While the PFS only applies to Medicare reimbursement, many private payer contracts are tied to Medicare rates, so the cuts to Medicare reimbursement can also affect how much physicians collect from private payers.

In addition to the reimbursement reduction, other highlights of the fee schedule include:

  • Coverage and payment of telehealth services included on the Medicare Telehealth Services list will continue through 2024
  • Reimburses telehealth services furnished to patients in their homes at the non-facility – and typically higher -- PFS rate
  • Allows direct supervision by a supervising practitioner through real-time audio and video interaction telecommunications through 2024
  • Implements E/M add-on code G2211 and defines the substantive portion of a split (or shared) E/M visit to mean more than half of the total time spent by the physician or nonphysician practitioner or a substantive part of the medical decision making

“CMS remains steadfast in our commitment to supporting physicians and ensuring that people with Medicare have access to the care they need to stay healthy as well as navigate health conditions they are facing,” said CMS Administrator Chiquita Brooks-LaSure in a statement. “CMS is taking important steps toward those goals in this rule by improving payment for primary care and access to mental health care, paying for new navigation services to help people with cancer and other serious illnesses navigate their treatment, supporting family caregivers, paying for services involving community health workers to address health-related social needs that impact care, and enhancing access to dental care for people with certain cancers.”

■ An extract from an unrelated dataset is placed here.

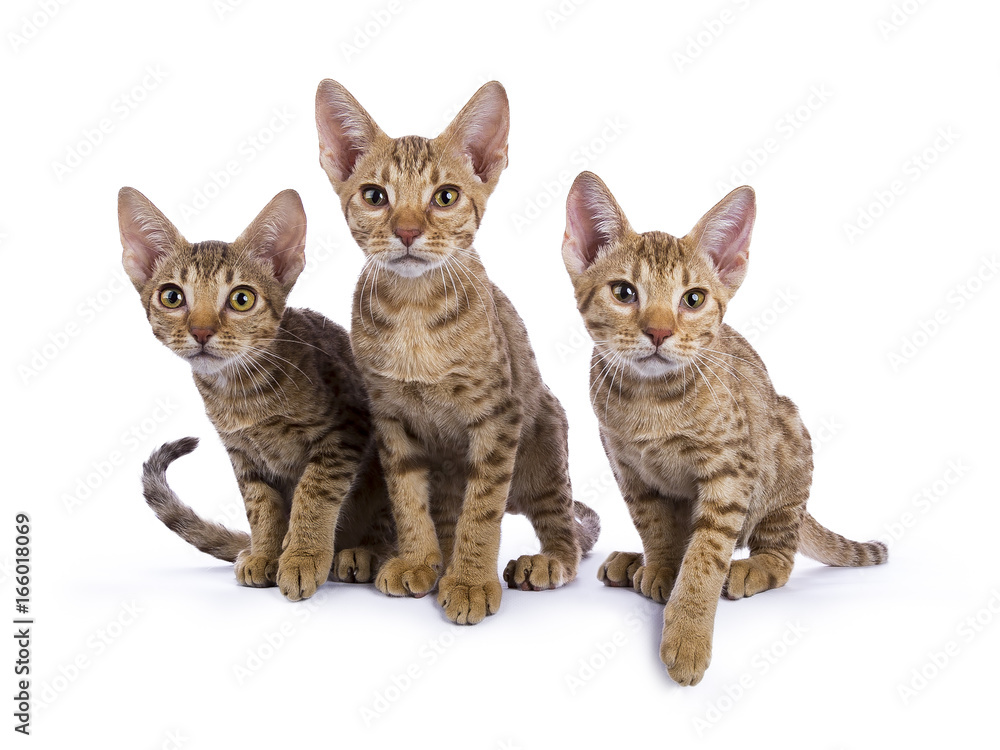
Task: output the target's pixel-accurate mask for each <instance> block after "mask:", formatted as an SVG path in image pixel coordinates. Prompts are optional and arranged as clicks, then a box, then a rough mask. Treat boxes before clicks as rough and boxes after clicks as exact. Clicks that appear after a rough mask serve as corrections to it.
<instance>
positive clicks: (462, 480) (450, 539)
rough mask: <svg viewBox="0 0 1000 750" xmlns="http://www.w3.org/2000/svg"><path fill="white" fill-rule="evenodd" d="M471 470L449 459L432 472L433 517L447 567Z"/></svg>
mask: <svg viewBox="0 0 1000 750" xmlns="http://www.w3.org/2000/svg"><path fill="white" fill-rule="evenodd" d="M467 474H468V469H467V467H466V466H465V464H464V463H457V462H455V461H451V460H447V461H444V462H443V463H442V464H441V465H440V466H438V467H437V468H436V469H435V470H434V472H433V474H432V480H433V481H432V482H431V485H432V486H431V518H433V520H434V529H435V530H436V531H437V537H438V544H439V545H440V547H441V557H442V562H443V564H444V566H445V568H446V569H447V567H448V565H450V564H451V557H452V553H453V551H454V548H455V526H456V524H457V523H458V516H459V514H460V513H461V510H462V499H463V497H464V496H465V477H466V475H467Z"/></svg>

There were also a number of changes to various quality programs and their criteria:

  • Maintains the performance threshold of 75 points for all three MIPS reporting options
  • Adds five new MIPS Value Pathways related to women's health, prevention and treatment of infectious disease, quality care in mental health/substance use disorder, quality care for ear, nose, and throat, and rehabilitative support for musculoskeletal care
  • Makes changes to the Medicare Shared Savings Program such as revising the MSSP quality performance standard, modifying the program’s benchmarking methodology, and determining beneficiary assignment
  • Ends the 3.5% APM Incentive Payment after the 2023 performance year/2025 payment year, and transitions to a Qualifying APM Conversion Factor in the 2024 performance year/2026 payment year.